She spent a lifetime helping others
A nurse from Northern Bay who became a voice for breast cancer patients during the controversial Cameron inquiry on hormone receptor testing and spent a lifetime helping others passed away earlier this month.
And ironically, it was breast cancer that claimed the life of Mercedes Sellars ( Johnson) on Sept. 2. She was 49.
“She was one-of-a-kind,” said her sister, Bernice Johnson, who still resides in Northern Bay.
Sellars was first diagnosed with breast cancer about five years ago, and felt she had beaten the disease. In fact, she was celebrating her good health on a vacation to Cuba with friends in April.
During the flight back, Sellars came to the aid of another male passenger who had gone into cardiac arrest. She saved his life, Bernice said.
But just days after returning home, she feel ill. The cancer was back, and it had spread.
“It was devastating for the whole family,” Bernice stated.
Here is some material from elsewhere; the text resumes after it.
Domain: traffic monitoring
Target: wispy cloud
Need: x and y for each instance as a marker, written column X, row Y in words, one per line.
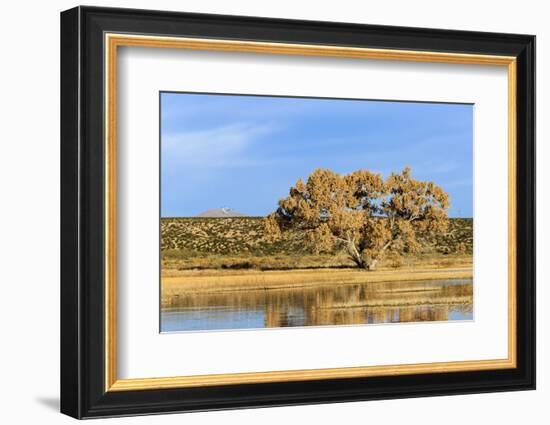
column 214, row 146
Sellars was an outreach nurse with the Crisis Centre in St. John’s, and part of her job involved interacting and supporting those who are less fortunate and in need of help.
She was even known to bring her quitar and play music for those enjoying a meal at the Gathering Place, which is run by the Presentation Sisters, Bernice added.
She was well-suited to public health nursing, say colleagues and friends, and she gave a lot to her community and work.
Sellars was director of the Newfoundland branch of the Canadian Breast Cancer Network, which was a volunteer position. It was in this capacity that she began speaking out during the breast cancer testing scandal, and the subsequent inquiry. She regularly spoke out in the media and made presentations to government officials in response to the findings of the inquiry.
She was the ninth of 11 children born to John and Bridget Johnson of Northern Bay. Her father is deceased, but her 90-year-old mother resides in a nursing home in St. John’s.
“Mercedes spent a lifetime serving the community and she made so many friends,” Bernice noted.
While working in Gander in the 1990s, it was her efforts that saved a child after the boy was hit by a vehicle.
“The paramedics had pronounced him dead. But she kept working on him and he survived,” Bernice said.
As as a young person, she received the Governor-General’s Award for her part in the rescue of two girls who were in danger of drowning.
“ That was Mercedes. Always there for other people,” said Bernice.
Sellars is survived by her husband, Barry Sellars, and their two sons, ages 11 and 20.
Mercedes Sellars ( Johnson), originally from Northern Bay, passed away earlier this month following complications from breast cancer.